Why Is It Different?
Currently, the most common anti-disaster protection methods employed include:
• automated backups
• off-site media storage
• data mirroring
• remote data replication
• snapshot of data
Automated backups ensure that files are continually backed up (commonly onto tape) on a routine basis; a second copy is often stored off-site for safekeeping. Rebuilding “live” data from tape is cumbersome and time-centric, requiring an average of 17-25 hours to restore a one-terabyte data volume. If the tape must be recovered from an off-line and off-site storage facility, recovery may be measured in days.

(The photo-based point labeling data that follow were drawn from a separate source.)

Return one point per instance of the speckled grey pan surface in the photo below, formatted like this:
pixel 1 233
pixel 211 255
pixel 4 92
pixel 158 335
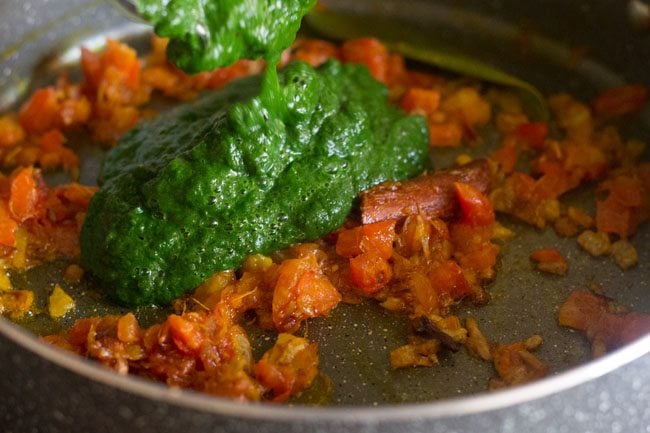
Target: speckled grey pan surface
pixel 47 391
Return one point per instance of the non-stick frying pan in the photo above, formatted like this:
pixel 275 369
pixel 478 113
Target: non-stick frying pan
pixel 45 390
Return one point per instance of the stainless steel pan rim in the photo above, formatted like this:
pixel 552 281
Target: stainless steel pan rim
pixel 474 404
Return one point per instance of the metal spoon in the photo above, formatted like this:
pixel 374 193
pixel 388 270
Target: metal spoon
pixel 128 8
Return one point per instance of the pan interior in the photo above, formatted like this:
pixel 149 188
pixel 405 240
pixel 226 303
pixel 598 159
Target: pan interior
pixel 355 340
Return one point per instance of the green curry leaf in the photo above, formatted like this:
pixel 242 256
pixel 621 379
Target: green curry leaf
pixel 404 40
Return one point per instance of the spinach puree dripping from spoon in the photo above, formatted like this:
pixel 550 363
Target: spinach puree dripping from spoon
pixel 253 168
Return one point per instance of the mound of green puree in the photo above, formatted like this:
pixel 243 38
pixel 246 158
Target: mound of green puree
pixel 199 188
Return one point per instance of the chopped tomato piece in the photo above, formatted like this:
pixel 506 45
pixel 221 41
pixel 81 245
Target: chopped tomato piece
pixel 449 280
pixel 52 141
pixel 289 367
pixel 370 52
pixel 506 156
pixel 301 291
pixel 185 334
pixel 26 194
pixel 447 134
pixel 476 208
pixel 11 132
pixel 370 272
pixel 421 101
pixel 315 51
pixel 41 112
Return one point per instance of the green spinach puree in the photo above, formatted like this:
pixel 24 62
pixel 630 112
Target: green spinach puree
pixel 205 34
pixel 260 165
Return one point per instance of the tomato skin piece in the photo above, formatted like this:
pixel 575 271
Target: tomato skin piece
pixel 619 101
pixel 377 236
pixel 476 208
pixel 533 134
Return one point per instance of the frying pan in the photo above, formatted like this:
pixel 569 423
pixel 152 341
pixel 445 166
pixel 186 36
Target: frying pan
pixel 45 390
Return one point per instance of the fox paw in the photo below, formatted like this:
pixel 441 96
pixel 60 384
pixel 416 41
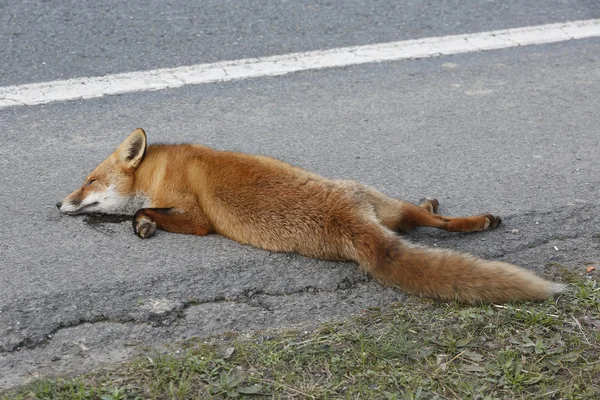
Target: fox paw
pixel 491 222
pixel 429 204
pixel 143 226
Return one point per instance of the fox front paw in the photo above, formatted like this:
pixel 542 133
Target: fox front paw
pixel 143 226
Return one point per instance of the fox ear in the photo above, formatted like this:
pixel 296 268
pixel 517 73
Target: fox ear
pixel 132 150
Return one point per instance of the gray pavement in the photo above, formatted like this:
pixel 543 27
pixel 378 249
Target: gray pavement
pixel 513 132
pixel 49 40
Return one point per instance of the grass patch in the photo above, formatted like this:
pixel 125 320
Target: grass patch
pixel 415 350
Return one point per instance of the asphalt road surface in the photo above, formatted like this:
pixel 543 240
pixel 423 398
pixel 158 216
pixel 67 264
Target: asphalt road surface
pixel 514 132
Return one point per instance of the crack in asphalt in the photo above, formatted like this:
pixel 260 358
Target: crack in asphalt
pixel 251 297
pixel 164 312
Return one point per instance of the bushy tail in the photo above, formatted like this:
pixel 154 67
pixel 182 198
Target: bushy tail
pixel 446 274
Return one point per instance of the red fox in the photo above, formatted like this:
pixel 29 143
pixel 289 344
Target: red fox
pixel 267 203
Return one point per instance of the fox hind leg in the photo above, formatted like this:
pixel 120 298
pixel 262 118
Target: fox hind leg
pixel 402 216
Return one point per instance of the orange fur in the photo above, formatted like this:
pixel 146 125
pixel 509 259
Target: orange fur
pixel 272 205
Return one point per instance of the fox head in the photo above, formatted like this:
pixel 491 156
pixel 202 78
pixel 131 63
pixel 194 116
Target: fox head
pixel 109 189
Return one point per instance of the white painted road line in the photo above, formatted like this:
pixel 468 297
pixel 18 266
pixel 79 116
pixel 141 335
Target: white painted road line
pixel 87 88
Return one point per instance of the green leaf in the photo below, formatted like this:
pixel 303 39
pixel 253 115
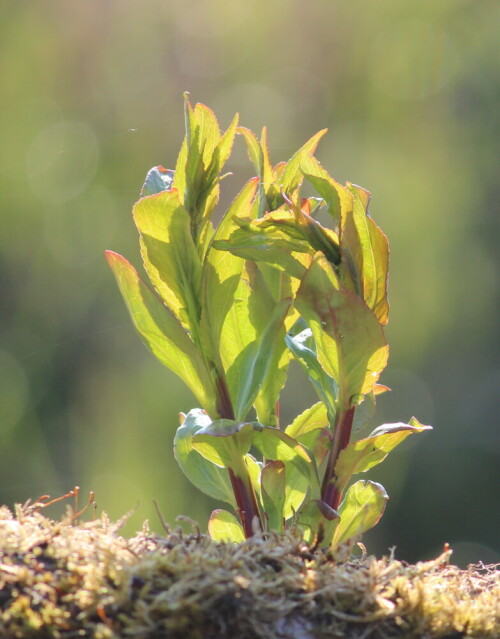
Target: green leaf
pixel 310 429
pixel 253 148
pixel 349 340
pixel 292 176
pixel 162 332
pixel 317 520
pixel 220 279
pixel 266 244
pixel 207 477
pixel 276 445
pixel 203 153
pixel 249 369
pixel 360 510
pixel 169 254
pixel 273 493
pixel 368 251
pixel 157 180
pixel 359 456
pixel 224 442
pixel 224 527
pixel 338 199
pixel 311 419
pixel 324 385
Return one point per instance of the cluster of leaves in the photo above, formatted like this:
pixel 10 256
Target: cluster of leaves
pixel 229 308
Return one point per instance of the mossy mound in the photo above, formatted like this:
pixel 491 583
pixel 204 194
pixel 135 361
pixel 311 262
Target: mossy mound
pixel 61 579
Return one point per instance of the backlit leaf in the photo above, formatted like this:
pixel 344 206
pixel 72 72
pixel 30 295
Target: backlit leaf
pixel 338 199
pixel 292 176
pixel 221 277
pixel 206 476
pixel 311 419
pixel 224 527
pixel 162 332
pixel 169 254
pixel 368 251
pixel 273 493
pixel 324 385
pixel 248 370
pixel 224 442
pixel 157 180
pixel 359 511
pixel 349 340
pixel 274 444
pixel 359 456
pixel 317 520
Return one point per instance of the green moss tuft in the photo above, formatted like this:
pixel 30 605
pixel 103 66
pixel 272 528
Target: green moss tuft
pixel 62 580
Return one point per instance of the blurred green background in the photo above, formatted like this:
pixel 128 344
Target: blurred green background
pixel 91 98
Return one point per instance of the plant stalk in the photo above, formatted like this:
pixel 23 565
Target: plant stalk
pixel 246 501
pixel 330 494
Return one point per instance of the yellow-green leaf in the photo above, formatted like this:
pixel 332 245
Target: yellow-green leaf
pixel 338 199
pixel 224 527
pixel 221 276
pixel 224 442
pixel 273 493
pixel 366 247
pixel 360 510
pixel 206 476
pixel 349 340
pixel 162 332
pixel 169 254
pixel 292 176
pixel 359 456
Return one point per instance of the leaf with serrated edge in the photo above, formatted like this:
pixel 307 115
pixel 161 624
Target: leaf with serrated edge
pixel 162 332
pixel 224 527
pixel 206 476
pixel 359 456
pixel 360 510
pixel 349 340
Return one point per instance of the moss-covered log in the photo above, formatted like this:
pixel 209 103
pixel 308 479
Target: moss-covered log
pixel 63 579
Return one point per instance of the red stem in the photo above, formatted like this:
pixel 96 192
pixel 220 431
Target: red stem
pixel 341 436
pixel 244 494
pixel 248 509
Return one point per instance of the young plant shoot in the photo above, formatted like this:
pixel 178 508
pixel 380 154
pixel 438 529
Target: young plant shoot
pixel 228 307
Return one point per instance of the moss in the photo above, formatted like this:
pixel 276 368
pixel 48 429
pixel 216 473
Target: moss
pixel 62 580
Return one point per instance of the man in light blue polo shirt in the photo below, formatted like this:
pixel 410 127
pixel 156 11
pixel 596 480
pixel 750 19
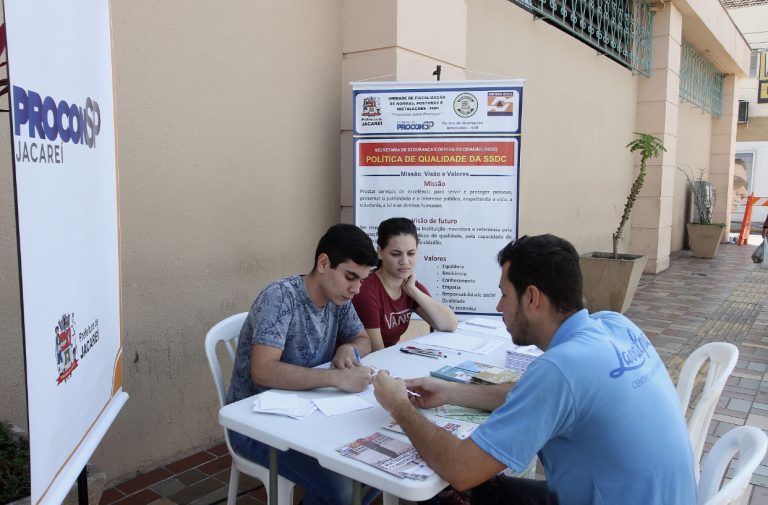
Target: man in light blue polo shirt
pixel 598 407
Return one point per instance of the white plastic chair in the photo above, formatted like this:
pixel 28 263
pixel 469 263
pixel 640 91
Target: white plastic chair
pixel 226 332
pixel 722 358
pixel 750 444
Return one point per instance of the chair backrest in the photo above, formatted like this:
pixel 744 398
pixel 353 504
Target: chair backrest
pixel 722 358
pixel 226 332
pixel 750 444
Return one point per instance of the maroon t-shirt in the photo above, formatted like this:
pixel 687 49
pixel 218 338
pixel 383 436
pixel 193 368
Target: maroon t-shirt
pixel 377 310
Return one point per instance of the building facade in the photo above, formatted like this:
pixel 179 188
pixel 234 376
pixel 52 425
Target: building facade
pixel 235 154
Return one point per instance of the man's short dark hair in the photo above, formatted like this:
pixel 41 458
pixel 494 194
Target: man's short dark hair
pixel 343 242
pixel 548 262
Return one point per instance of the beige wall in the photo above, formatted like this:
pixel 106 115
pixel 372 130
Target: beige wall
pixel 754 131
pixel 228 119
pixel 693 147
pixel 575 170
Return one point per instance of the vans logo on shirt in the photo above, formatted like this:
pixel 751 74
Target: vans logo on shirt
pixel 397 318
pixel 633 357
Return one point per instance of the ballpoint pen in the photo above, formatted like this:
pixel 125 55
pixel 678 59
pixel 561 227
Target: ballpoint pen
pixel 419 353
pixel 422 350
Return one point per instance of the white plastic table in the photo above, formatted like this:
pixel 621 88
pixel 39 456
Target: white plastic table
pixel 319 436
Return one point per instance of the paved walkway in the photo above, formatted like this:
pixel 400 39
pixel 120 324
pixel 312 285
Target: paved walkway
pixel 694 302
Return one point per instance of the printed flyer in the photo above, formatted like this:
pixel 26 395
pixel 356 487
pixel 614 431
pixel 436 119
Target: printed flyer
pixel 447 156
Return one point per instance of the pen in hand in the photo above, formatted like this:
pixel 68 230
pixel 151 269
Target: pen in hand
pixel 357 354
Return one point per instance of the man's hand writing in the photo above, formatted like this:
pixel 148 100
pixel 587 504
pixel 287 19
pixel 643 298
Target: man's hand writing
pixel 390 392
pixel 432 392
pixel 345 357
pixel 353 380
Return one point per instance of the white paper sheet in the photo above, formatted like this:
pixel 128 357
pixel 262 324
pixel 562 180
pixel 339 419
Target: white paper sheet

Data mirroring creates a duplicate (secondary) on-line copy that in an emergency replaces the primary data. Remote data replication tasks simultaneously duplicate data to a secondary system, ensuring continuous access should a primary system fail. Data mirroring and remote replication techniques eliminate the wait time associated with the loading and restoring of back-up tapes following a data disaster, as the replicated data can be substituted quickly. However, they each have the same inherent limitation – both techniques may replicate corrupted data as it enters the system, leaving a damaged database being copied for recovery. These disadvantages can be addressed with snapshots by adding a point-in-time data image feature to existing back-up and recovery procedures. By doing this, the chance of reintroducing corrupted data during the recovery process is reduced. However there is still the risk of data loss between point-in-time images and the snapshot process impacts the system and application.
Continuously capturing data makes possible a rollback to any point in time, eliminating the limitations of snapshots. This approach facilitates the recovery of vast amounts of data by backing out data corruption, rather than rebuilding from archives and snapshots. Applications can be restored accurately and verifiably with unprecedented speed.
With the ability to back out the corrupted data rather than rebuild the entire data image, full data restores following a major data disaster occur in minutes versus hours. For example, 1 TB or more of data can be fully restored in less than 20 minutes.
How Rollback Works
By maintaining a history journal always queued for immediate recovery, there is a constant running record of application activity and thus it is possible to “time slide” forward or backward to any point in time and recover data in its uncorrupted state. Writes are continuously intercepted and tagged as they occur in real time without altering the actual data or impacting the application. A second process (typically on a remote system) maintains an active replication and journals a history of data activity. The recording and journaling of data has no impact on the running applications or server operations, requires very little storage space and facilitates the ability to scroll the data to any point in time.
Because it’s working at the block level, this process is not dependent upon specific applications or storage solutions and is compatible with and provides near real time recovery for any application, relational database and file system; it also is not constrained by protocols or formats. Because everything is tracked on disk, a rollback to any point in time is possible, enabling the user to back out the corruption rather than rebuild the data structure. Remember that this process does not replace your existing data archive solution. It adds an additional layer of protection, providing for almost immediate data recovery following any type of data disaster.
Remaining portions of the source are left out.